Me encontraba ahí, supeditado a la rutina diaria del trabajo, pensando, amasando y observando cómo se amalgamaba el agua con la harina, mientras mi compañero reclamaba rapidez en mis movimientos.
¿Cómo podría concentrarme con ese perfume envolvente qué el horno desprende? La sincronización de la creación era sublime, los movimientos realizados para la gestación del pan se asimilaban a una obra de Tchaikovsky, ballet armonioso que imposibilita cualquier tipo de distracción. Expectante de todo, pensando en nada.
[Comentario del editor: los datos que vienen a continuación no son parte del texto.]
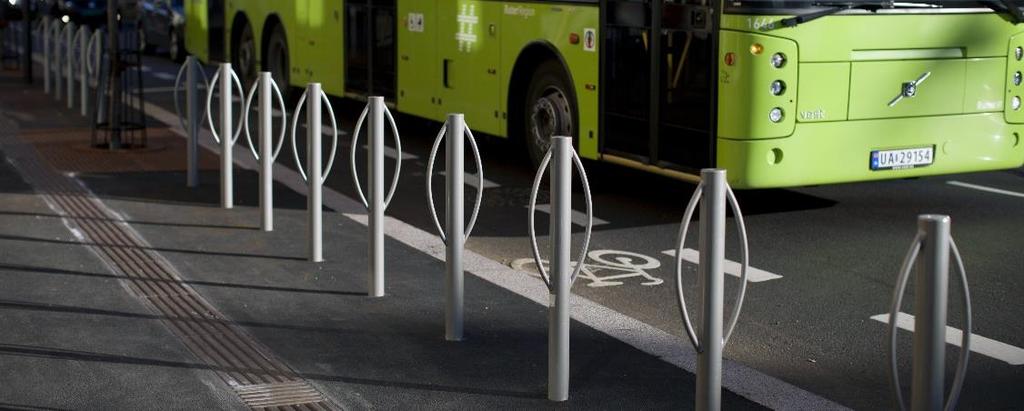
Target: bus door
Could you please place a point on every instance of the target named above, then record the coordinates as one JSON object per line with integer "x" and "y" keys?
{"x": 370, "y": 47}
{"x": 658, "y": 81}
{"x": 469, "y": 56}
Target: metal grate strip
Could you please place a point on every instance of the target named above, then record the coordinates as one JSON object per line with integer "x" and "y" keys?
{"x": 259, "y": 378}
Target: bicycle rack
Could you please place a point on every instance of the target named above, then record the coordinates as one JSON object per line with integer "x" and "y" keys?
{"x": 715, "y": 192}
{"x": 562, "y": 157}
{"x": 189, "y": 120}
{"x": 82, "y": 42}
{"x": 225, "y": 138}
{"x": 266, "y": 153}
{"x": 454, "y": 235}
{"x": 375, "y": 169}
{"x": 313, "y": 96}
{"x": 931, "y": 288}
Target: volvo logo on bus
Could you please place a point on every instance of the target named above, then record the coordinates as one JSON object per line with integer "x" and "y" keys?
{"x": 909, "y": 89}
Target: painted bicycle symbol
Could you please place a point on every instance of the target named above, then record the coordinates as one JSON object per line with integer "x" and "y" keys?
{"x": 607, "y": 269}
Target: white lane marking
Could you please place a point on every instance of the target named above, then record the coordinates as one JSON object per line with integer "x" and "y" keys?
{"x": 393, "y": 154}
{"x": 164, "y": 76}
{"x": 731, "y": 268}
{"x": 473, "y": 180}
{"x": 579, "y": 217}
{"x": 985, "y": 346}
{"x": 985, "y": 189}
{"x": 738, "y": 378}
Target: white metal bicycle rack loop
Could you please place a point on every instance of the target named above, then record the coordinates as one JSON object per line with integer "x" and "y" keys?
{"x": 377, "y": 203}
{"x": 313, "y": 97}
{"x": 454, "y": 234}
{"x": 228, "y": 133}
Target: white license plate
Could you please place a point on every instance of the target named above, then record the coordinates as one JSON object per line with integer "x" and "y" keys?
{"x": 902, "y": 158}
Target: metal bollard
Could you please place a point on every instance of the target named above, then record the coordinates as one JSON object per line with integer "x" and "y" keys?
{"x": 82, "y": 39}
{"x": 60, "y": 54}
{"x": 267, "y": 153}
{"x": 225, "y": 137}
{"x": 562, "y": 157}
{"x": 313, "y": 97}
{"x": 192, "y": 70}
{"x": 378, "y": 203}
{"x": 454, "y": 236}
{"x": 46, "y": 53}
{"x": 69, "y": 37}
{"x": 931, "y": 290}
{"x": 714, "y": 192}
{"x": 93, "y": 66}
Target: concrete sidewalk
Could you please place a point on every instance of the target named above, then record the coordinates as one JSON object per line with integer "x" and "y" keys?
{"x": 125, "y": 289}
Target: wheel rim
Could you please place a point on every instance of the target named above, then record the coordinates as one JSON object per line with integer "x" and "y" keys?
{"x": 278, "y": 59}
{"x": 550, "y": 115}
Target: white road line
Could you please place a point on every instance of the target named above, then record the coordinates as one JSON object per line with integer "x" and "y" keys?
{"x": 738, "y": 378}
{"x": 579, "y": 217}
{"x": 731, "y": 268}
{"x": 985, "y": 189}
{"x": 985, "y": 346}
{"x": 392, "y": 154}
{"x": 473, "y": 180}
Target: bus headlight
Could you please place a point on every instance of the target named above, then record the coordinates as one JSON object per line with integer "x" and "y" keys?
{"x": 777, "y": 60}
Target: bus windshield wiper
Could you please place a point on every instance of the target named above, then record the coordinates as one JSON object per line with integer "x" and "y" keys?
{"x": 833, "y": 8}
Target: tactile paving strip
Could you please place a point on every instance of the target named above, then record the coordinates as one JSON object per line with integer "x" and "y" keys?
{"x": 261, "y": 380}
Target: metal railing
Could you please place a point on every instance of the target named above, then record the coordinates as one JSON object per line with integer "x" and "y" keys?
{"x": 228, "y": 133}
{"x": 562, "y": 157}
{"x": 313, "y": 97}
{"x": 192, "y": 71}
{"x": 455, "y": 234}
{"x": 931, "y": 290}
{"x": 267, "y": 152}
{"x": 713, "y": 192}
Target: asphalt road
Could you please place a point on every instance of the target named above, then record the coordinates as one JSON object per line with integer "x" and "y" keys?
{"x": 827, "y": 258}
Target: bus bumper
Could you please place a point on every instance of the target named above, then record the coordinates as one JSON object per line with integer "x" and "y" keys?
{"x": 840, "y": 152}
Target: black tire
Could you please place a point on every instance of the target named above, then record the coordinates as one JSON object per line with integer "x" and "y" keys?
{"x": 549, "y": 110}
{"x": 176, "y": 47}
{"x": 244, "y": 55}
{"x": 276, "y": 60}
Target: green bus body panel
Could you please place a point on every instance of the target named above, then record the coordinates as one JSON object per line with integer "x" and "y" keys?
{"x": 1014, "y": 116}
{"x": 198, "y": 30}
{"x": 743, "y": 87}
{"x": 480, "y": 42}
{"x": 848, "y": 70}
{"x": 839, "y": 152}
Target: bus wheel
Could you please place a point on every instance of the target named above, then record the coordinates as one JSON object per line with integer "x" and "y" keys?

Mientras el calor del horno aceleraba mis latidos, veía como el sol matutino entraba por la ventana y me revelaba el polvo suspendido de los bolsones de harina que recorrían toda la cocina. El tiempo pasa en cámara lenta y recuerdo de mi tierna infancia, aquella obra unipersonal, que adoptaba una forma con brazos arrugados, mirada risueña, en silencio, lentamente y con movimientos hipnotizantes, le daba pie a la antesala de una espera tortuosa. La ceremonia propia de la espera, donde se coronaba su punto más culmine cuando mojaba mi rebanada de pan en el café con leche.
Ese perfume despertó en mí, la añoranza de un simple recuerdo. La búsqueda ineluctable de repetir la secuencia de poder mojar mi porción de pan, se gesta, cuando comienzo a ver el polvo suspendido por el sol de la mañana.